Но внучка, к несчастью деда, в какой-то степени пошла по стопам матери. На стакан или чего похуже Машка не села, но по части нахождения придурков, умело ее использовавших, матери давала фору. И вот тут Иваныч действительно отчаялся и подломился. Он ведь внучку, как и мать, вы́ходил несмотря на трудности, отказывая себе во многом да почти во всем. А тут такой расклад. Житуха снова безжалостно ударила под дых, отправив старика в долгий нокаут. Иваныч даже гадал, в кого это они такие могли пойти? И он сам и его покойная супруга к спиртному относились холодно. Употребляли «как все» чуть-чуть и лишь по праздникам. За родственников жены Иваныч только сказать ничего не мог, поскольку та детдомовская была. А вот среди своей родни алкоголиков и антисоциальных персонажей он не наблюдал, и поэтому продолжал недоумевать из-за всего этого беспредела.
Сдал ему в итоге Дёмин за символическую плату гостевой домик на своем участке. Домик громко сказано. Бытовка обычная, на кирпичах держалась, даже не на сваях. Халупа, одним словом. Иваныч даже стих про нее как-то в одиночестве сочинил:
На столе унылый томик
в луже чая утонул.
Дверь поломанная стонет,
ветер холодом подул.
Тлеет свечка у портрета,
ускользает тонкий дым.
Скрип затертого паркета,
запах недопитых вин.
Зато в его домике котел с душем стоял, который дровами нагревался единственное на тот момент место для купания.

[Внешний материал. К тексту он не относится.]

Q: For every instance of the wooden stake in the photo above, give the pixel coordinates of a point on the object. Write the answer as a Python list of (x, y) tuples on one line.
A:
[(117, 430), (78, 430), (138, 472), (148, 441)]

Дёмин брать с него денег вообще не хотел, но старик настоял. Потом они все-таки договорились, что Иваныч присмотрит за участком в меру своих сил, и этого будет достаточно. Благо служба в стройбате многому его научила по части хозяйства и строительства. Недаром есть анекдот про американского инструктора спецназа, который напутствует в учебном классе своих подопечных, переключая слайды с видами советских войск; остановившись на картинке стройбатовца с лопатой в руках, он объясняет:
«А это вообще такие звери, что им даже автоматы в руки не дают!»
«Сторож мне не помешает», отшучивался Дёмин, когда еще жил с семьей в городе и время от времени наведывался в деревенский дом детства.
Жена, кстати, в последние два года перестала с ним ездить. Слишком скромные условия для Танюхи были на даче, хотя раньше она не жаловалась. А вот Юлька иногда приезжала, причем охотно. Закрывалась на втором этаже и читала пропитанные сыростью книги со старых покосившихся полок. Даже на свежий воздух с великом ее было трудно выгнать. Дёмин еще удивлялся, как это странно, что дочка учится плохо и прогуливает, а книжки взахлеб читает. Причем из последних она поглотила «Мертвые души» Гоголя буквально за пару дней.